We have long known that processed foods are bad for our health but doctors are becoming even more concerned about the damage that they cause.

 What are ultra-processed foods?

Foods are classified under 4 groups based upon how processed they are.

 Category 1: unprocessed or minimally processed. This group includes unprocessed meats, fish, eggs, vegetables, fruit, pulses, nuts seeds and milk. They are in their natural state without added ingredients.

Category 2: processed ingredients. This section lists foods that are added to other foods such as salt and pepper, sugar, butter, vinegar and oils.

Category 3: Processed foods. Processed foods are combined from group one and two. They are ultimately altered in processes that would not be achieved at home. This group includes foods such as fresh baked bread, tinned fruits, vegetables and tinned fish, cheese, salted nuts.

Category 4: Ultra processed. This category covers foods that may have 5 or more ingredients. They are often chemically changed with preservatives, emulsifiers, artificial colours and sweeteners. Foods in this category include ham, smoked meats, sausages, breakfast cereals, carbonated drinks, fruit flavoured yogurts, mass produced bread, instant foods such as pot noodles and spirits.

 Why are Ultra-Processed Foods bad for our health?

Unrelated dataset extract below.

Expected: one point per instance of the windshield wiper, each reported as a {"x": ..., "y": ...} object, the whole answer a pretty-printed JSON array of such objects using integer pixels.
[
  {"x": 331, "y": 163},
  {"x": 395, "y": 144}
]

There is growing evidence that ultra-processed foods cause increased blood pressure, obesity and are linked to diabetes and other diseases. They often bear no relation to the ingredients that we expect to see in our food. A new term has been coined to refer to these foods, ‘industrial edible substances’. This term includes foods that contain modified starches, invert sugar, emulsifiers, stabilising gums and humectants.

 In fact, foods as varied as chicken nuggets and ice cream can be made by the same components. Have you ever been to a fast-food restaurant and noticed how all the food has the same underlying taste? Many of these foods are no longer be recognised by our brain and digestive system as actual nutrition.

 Studies show that ultra-processed foods are devoid of fibre and can change our microbiome and cause inflammation. It’s believed that the effects of this can be passed on to future generations through epigenetic change.

Are all processed foods unhealthy?

It’s important to remember that not all ultra-processed foods are equal. Reach for wholemeal bread, wholemeal cereals or a tin of baked beans rather than pizza, crisps and canned fizzy drinks.

 Watch out for ultra-processed vegan foods

In our desire to create plant food alternatives many ready-to-eat snacks and plant-based versions of popular dishes such as pizza and burgers contain heavily processed ingredients. Plant based does not always equate with good quality or healthy.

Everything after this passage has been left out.